マーは「ついさっき、この件について詳しく知らされたばかりだ」とした上で、「驚くべき出来事だ」と述べた。「誇らしい」という言葉が正確かどうかは分からないが、おそらくそうだろうとしつつ、「これは重大な出来事かもしれないが、自分はただ『ギターって何て素晴らしいんだろう』としか考えられない」と話した。この出来事が音楽の世界的な重要性を示すものかと問われると同意し、「good on him(彼は立派だ)」と付け加えた。一方で、ウクライナの置かれた状況やこの出来事の政治性を踏まえ、「考えれば考えるほど、自分はこの件においてとても小さな存在だと感じる」とも語った。
バーナムと英国バンドとの関わり
バーナムは元・グレーター・マンチェスター市長で、以前から公にザ・スミスのファンであることを表明してきた人物。1984年のコンピレーション盤『Hatful Of Hollow』を「すべてを変えたアルバム」と表現し、たびたび自身の最愛のアルバムの一つに挙げている(The Quietus報道)。先月には英国バンドを対象にしたブラインド・ランキング企画で、ザ・スミスをオアシス、エルボー、ウルフ・アリスらと並べて評価した。また今年前半には、オアシスが補欠選挙のキャンペーン映像での「Some Might Say」使用を許可している。
音楽産業政策をめぐる動き
バーナムは首相就任後まもなく、イングランド国内のライブハウスやナイトクラブ、パブを対象に、来年から事業税を20%減免すると発表した。財源は「ベイプ店のような」既存の税優遇措置の見直しによって捻出するとしている。政府はこのほか、音楽産業や事業者、子ども向け音楽教育の支援に4,500万ポンドを投じることも発表した。

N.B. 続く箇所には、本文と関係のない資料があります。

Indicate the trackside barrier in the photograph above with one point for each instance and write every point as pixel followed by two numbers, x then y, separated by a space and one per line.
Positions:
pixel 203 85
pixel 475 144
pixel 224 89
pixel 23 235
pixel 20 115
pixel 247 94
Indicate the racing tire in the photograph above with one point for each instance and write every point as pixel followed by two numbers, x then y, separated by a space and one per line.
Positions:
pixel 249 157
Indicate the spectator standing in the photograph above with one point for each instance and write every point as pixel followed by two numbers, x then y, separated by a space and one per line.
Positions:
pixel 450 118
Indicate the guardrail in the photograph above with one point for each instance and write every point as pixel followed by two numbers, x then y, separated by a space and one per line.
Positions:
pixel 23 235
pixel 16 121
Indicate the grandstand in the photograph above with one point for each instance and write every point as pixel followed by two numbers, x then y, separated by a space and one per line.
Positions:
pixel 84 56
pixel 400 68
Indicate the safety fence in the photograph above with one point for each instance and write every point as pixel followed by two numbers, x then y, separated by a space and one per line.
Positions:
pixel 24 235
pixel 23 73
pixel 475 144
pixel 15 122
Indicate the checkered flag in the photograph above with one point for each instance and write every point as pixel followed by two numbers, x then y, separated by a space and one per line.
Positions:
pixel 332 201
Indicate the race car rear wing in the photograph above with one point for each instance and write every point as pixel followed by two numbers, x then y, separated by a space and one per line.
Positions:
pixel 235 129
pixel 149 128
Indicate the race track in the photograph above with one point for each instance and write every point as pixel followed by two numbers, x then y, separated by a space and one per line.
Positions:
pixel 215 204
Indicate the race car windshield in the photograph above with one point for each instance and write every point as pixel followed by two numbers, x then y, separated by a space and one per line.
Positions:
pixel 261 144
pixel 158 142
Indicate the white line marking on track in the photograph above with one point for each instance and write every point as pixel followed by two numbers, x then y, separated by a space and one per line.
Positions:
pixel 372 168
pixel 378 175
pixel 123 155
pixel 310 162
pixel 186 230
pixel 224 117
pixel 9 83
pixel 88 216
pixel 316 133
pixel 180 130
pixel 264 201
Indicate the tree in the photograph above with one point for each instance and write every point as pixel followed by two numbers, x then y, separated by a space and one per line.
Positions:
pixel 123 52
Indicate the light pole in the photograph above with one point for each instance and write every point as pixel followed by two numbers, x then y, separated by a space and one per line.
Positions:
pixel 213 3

一方、レディオヘッドのトム・ヨーク、マッシヴ・アタックのメンバー、ザ・キュアーのロバート・スミスらは、北海ローズバンク油田の開発計画を政府に阻止するよう求める、著名アーティスト200人による連署に名を連ねている。業界側は、Brexit後のツアーコスト増大への対応、AI関連の著作権例外規定の厳格化、チケット高額転売(ダフ屋)取り締まりの公約実行なども政府に求めている。
なお、バーナムが共同創設に関わったマンチェスターの音楽フェスティバル「Beyond The Music」は、今年春に2026年開催の継続が発表されており、バーナム自身も10月の開催に出席する予定だという。草の根音楽会場をめぐる問題についても、バーナムは以前NMEの取材に対し、コールドプレイが2025年の英国スタジアムツアーの利益の10%を小規模会場支援に充てる取り組みを「全面的に支持する」と述べている。同様の取り組みはEnter Shikariがすでに実施しており、英国会議員からは大規模会場・スタジアム公演に1ポンドの段階的課金を設けるべきだとの提案も出ている。